Should we advise users to enhance their passwords by brute-forcing them up to a reasonable amount of time using common password picking techniques?

There are already many typical notifications when you create a password (telling how weak or strong your passwords is, mostly by counting number of characters and use of variaton). This should be easy to implement (I guess these are available as open source packages).

Personally, I believe

  • It is not really our task to educate (by force) the users in picking good passwords.
  • Those simple strength measures are not that accurate, and they already perceive a password as strong when a suffix or prefix number is added or a capital is added at the beginning or the end (which is not really large randomness).
  • Actively brute-forcing is not necessary, you just need to verify the characteristics of the password.
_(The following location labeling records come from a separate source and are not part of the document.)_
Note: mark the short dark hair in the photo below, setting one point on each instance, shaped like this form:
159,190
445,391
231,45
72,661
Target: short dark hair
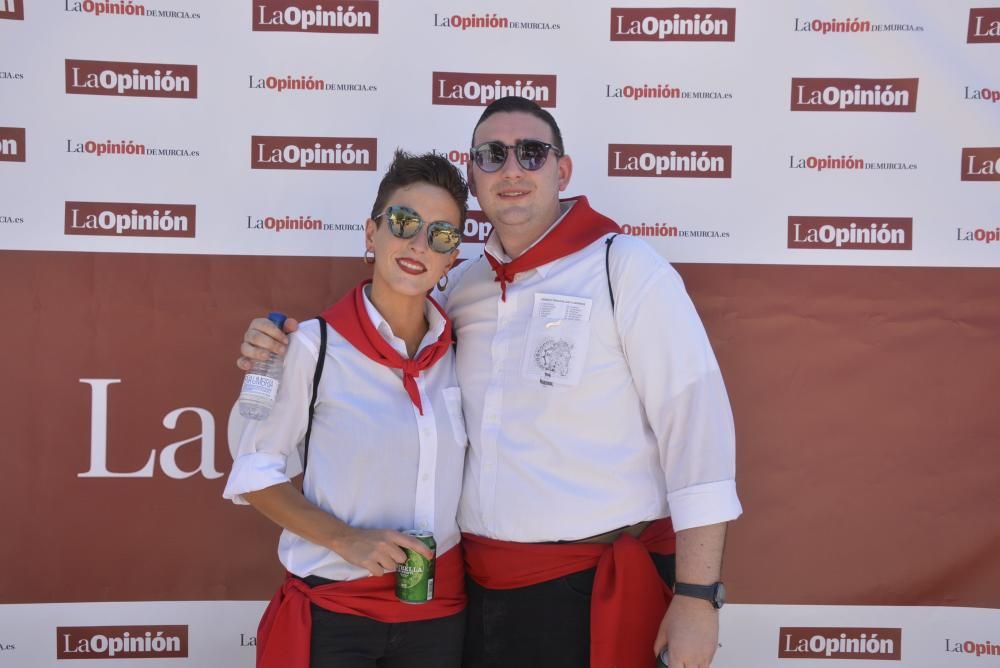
432,168
515,103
You do no really have to brute-force it. (possibly that specific site decided to test passwords retroactively - when they only have the hashed but not the real password - but when you test the passwords at the moment they are created you do not need to brute-force them)
  • Codidact is not your online bankaccount.
  • Websites with restrictive passwords annoy me massively (either they accept too little characters or do not allow sufficient length - although this occurs much less now - or they enforce you to obligatory use more than you typically use). If a person desires to use a XKCD-style ( MVP: Account database scheme suggestion - #35 by manassehkatz ) password sentence of 25 characters length, then why would we dismiss that. Let users use what they wish to use (it might be even more secure than us meddling with their trusted methods and creating confusion).